2 Generation prévoit de dédier cette année un article aux conséquences du rejet des critères ESG.
3 Analyse interne fondée sur des recherches de Goldman Sachs.
4 Cela a toute une série de conséquences sur le fonctionnement du marché. Voir von Moltke, Felix et Torsten Sløk. « Assessing the Impact of Passive Investing over Time: Higher Volatility, Reduced Liquidity, and Increased Concentration. » 2024.
5 Asness, Clifford S. « The Less-Efficient Market Hypothesis. » A paraître dans le numéro du 50e anniversaire du Journal of Portfolio Management, 2024.
6 Fonds monétaire international, « Rapport sur la stabilité financière », 2024.
7 Voir Baker, Scott R., Nicholas Bloom et Steven J. Davis. « Measuring economic policy uncertainty. » The Quarterly Journal of Economics 131, no. 4 (2016): 1593-1636 et données de suivi.
8 Pour les faits évoqués dans ce paragraphe, Generation s’appuie sur une édition récente de Grant’s Interest Rate Observer en date du 22 novembre 2024.
9 Voir l’article : https://www.reuters.com/markets/us/sp-500-counts-final-mag-7-push-best-year-this-century-mcgeever-2024-10-29/.

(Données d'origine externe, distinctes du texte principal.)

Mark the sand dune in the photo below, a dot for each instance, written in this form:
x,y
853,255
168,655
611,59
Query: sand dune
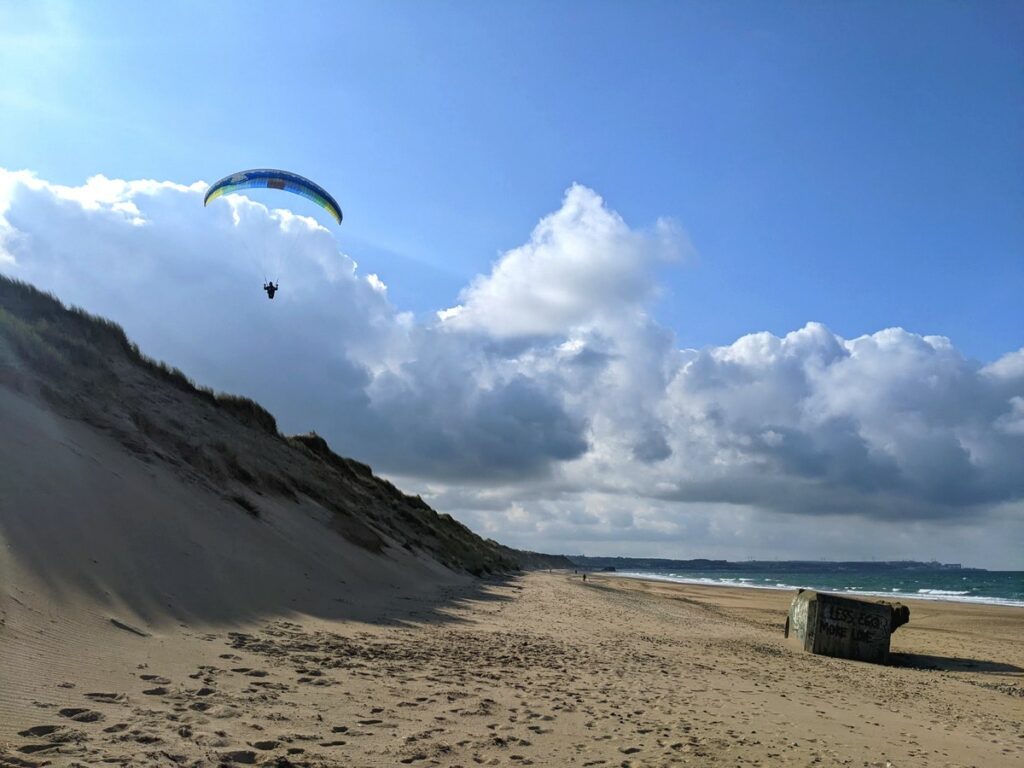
x,y
182,586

10 Pour cette observation et d’autres, Generation remercie à nouveau le Grant’s Interest Rate Observer en date du 22 novembre 2024.
11 Generation observe que la participation des investisseurs particuliers aux Mag7 est élevée. Comme indiqué lors d’une récente conférence de Goldman Sachs Financial Services, sur certaines plateformes, 70% des échanges portent sur ces titres.
REVUE DE LA PERFORMANCE
Le processus de Generation étant étayé par une sélection de titres bottom-up. Le Gérant se réfère à l’attribution de titres ci-jointe concernant les moteurs de la performance en janvier.
En tant qu’investisseur à long terme intégrant une perspective de durabilité dans son analyse, Generation se concentre sur les perspectives à long terme des sociétés en portefeuille et sur le bien-fondé de sa thèse, malgré les éventuels vents contraires à court terme et les fluctuations des cours boursiers.
Au cours du mois, les principaux moteurs de la performance ont été Thermo Fisher, Mercadolibre et Charles Schwab. A l’inverse, les principaux freins ont été Microsoft, Kingspan et Danaher. Malgré les difficultés temporaires rencontrées par ces sociétés, l’équipe Generation confirme sa thèse à long terme sur ces titres et sur d’autres positions du portefeuille.
Generation se concentre sur l’exécution rigoureuse de son processus et apporte des modifications aux domaines d’amélioration détectés par le Gérant.